Круглосуточная трансляция из офиса Эргосоло

Но он мастер?

Сталин и Мандельштам. Сюжет второй

 

Я думаю, что ключевой репликой в том разговоре Сталина с Пастернаком был настойчивый вопрос Сталина:

— Но он мастер? Мастер?

 

И ответ Пастернака:

— Да не в этом дело.

Вот предположение, которое кажется мне наиболее вероятным.

Сталин хотел получить от Пастернака квалифицированное заключение о реальной ценности поэта Осипа Мандельштама. Он хотел узнать, как котируется Мандельштам на поэтической бирже, как ценится он в своей профессиональной среде.

Именно в этом, на первый взгляд, странном и необъяснимом интересе я вижу разгадку так называемого чуда.

Сталин всю жизнь испытывал суеверное уважение к поэзии и поэтам.

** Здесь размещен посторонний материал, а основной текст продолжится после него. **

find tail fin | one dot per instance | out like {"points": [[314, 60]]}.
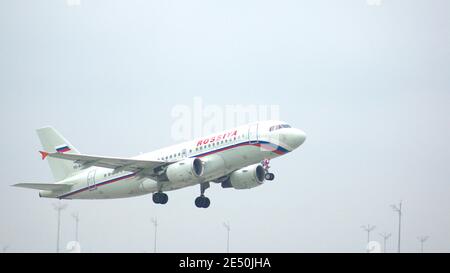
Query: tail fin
{"points": [[52, 141]]}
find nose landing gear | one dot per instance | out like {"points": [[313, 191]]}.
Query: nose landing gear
{"points": [[202, 201]]}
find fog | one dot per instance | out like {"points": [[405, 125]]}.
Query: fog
{"points": [[368, 81]]}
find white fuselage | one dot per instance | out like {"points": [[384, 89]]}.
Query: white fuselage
{"points": [[234, 149]]}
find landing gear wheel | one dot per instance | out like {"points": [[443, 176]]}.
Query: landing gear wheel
{"points": [[269, 176], [164, 198], [160, 198], [202, 202]]}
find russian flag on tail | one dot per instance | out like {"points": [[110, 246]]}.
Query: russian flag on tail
{"points": [[62, 149]]}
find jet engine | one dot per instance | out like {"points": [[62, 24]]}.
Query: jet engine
{"points": [[245, 178], [188, 170]]}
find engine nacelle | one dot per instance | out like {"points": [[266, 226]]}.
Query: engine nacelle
{"points": [[246, 178], [188, 170]]}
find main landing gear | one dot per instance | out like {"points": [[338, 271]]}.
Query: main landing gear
{"points": [[202, 201], [268, 176], [160, 198]]}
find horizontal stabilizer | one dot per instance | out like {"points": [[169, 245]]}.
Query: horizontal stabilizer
{"points": [[44, 186]]}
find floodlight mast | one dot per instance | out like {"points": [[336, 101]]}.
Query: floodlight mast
{"points": [[385, 237], [398, 209], [368, 229], [76, 216], [155, 224], [228, 228], [422, 240], [59, 207]]}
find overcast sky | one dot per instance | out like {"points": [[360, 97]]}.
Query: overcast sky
{"points": [[369, 84]]}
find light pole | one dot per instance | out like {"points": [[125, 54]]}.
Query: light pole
{"points": [[368, 229], [398, 209], [155, 224], [422, 240], [385, 237], [228, 228], [5, 248], [59, 207], [77, 219]]}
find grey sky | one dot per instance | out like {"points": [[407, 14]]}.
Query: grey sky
{"points": [[368, 84]]}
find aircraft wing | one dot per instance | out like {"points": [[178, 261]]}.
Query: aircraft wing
{"points": [[125, 164], [44, 186]]}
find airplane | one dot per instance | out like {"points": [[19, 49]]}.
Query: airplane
{"points": [[238, 158]]}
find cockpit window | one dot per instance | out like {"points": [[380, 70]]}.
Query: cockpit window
{"points": [[277, 127]]}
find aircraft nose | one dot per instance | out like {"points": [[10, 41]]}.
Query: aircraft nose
{"points": [[294, 137]]}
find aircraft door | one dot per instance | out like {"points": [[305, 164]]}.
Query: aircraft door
{"points": [[253, 133], [91, 180]]}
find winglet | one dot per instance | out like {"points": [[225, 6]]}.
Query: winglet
{"points": [[43, 154]]}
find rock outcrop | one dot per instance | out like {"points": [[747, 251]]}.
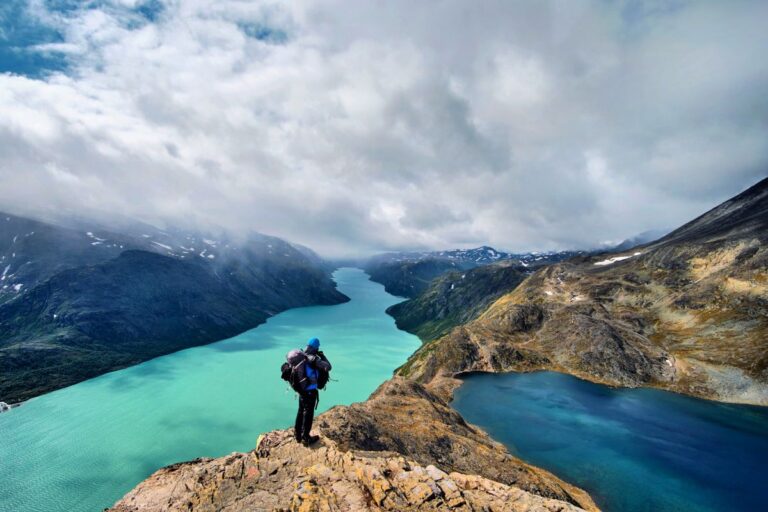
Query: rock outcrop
{"points": [[402, 449], [405, 417], [283, 475]]}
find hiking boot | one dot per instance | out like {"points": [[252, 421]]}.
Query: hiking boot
{"points": [[310, 440]]}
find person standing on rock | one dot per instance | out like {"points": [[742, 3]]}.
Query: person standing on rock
{"points": [[307, 371]]}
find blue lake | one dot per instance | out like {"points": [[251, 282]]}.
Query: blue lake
{"points": [[81, 448], [634, 450]]}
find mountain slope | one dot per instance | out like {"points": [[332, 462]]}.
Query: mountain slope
{"points": [[455, 298], [402, 449], [408, 274], [73, 310], [688, 313]]}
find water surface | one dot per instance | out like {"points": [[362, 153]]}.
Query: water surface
{"points": [[81, 448], [634, 450]]}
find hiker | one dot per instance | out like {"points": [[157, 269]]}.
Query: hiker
{"points": [[307, 372]]}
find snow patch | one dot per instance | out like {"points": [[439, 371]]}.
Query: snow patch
{"points": [[163, 245], [610, 261]]}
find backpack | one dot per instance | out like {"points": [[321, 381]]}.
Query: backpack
{"points": [[292, 370], [322, 375]]}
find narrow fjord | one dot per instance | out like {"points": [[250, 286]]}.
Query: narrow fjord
{"points": [[81, 448]]}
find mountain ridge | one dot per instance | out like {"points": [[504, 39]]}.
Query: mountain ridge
{"points": [[686, 313], [75, 303]]}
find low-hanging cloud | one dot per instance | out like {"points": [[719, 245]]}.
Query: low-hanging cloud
{"points": [[355, 127]]}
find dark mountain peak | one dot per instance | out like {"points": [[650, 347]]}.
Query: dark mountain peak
{"points": [[743, 216]]}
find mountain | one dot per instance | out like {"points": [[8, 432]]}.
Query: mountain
{"points": [[455, 298], [408, 274], [687, 313], [640, 239], [76, 303], [402, 449]]}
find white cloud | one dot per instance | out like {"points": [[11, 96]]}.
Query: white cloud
{"points": [[356, 127]]}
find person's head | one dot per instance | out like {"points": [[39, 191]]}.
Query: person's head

Мандельштам это остро чувствовал. Недаром он говорил жене:

— Чего ты жалуешься, поэзию уважают только у нас. За нее убивают. Только у нас. Больше нигде…

Уважение Сталина к поэтам проявлялось не только в том, что поэтов убивали.

Сталин прекрасно понимал, что мнение о нем потомков во многом будет зависеть от того, что о нем напишут поэты. Разумеется, не всякие, а те, стихам которых суждена долгая жизнь.

Узнав, что Мандельштам считается крупным поэтом, он решил до поры до времени его не убивать. Он понимал, что убийством поэта действие стихов не остановишь. Стихи уже существовали, распространялись в списках, передавались изустно.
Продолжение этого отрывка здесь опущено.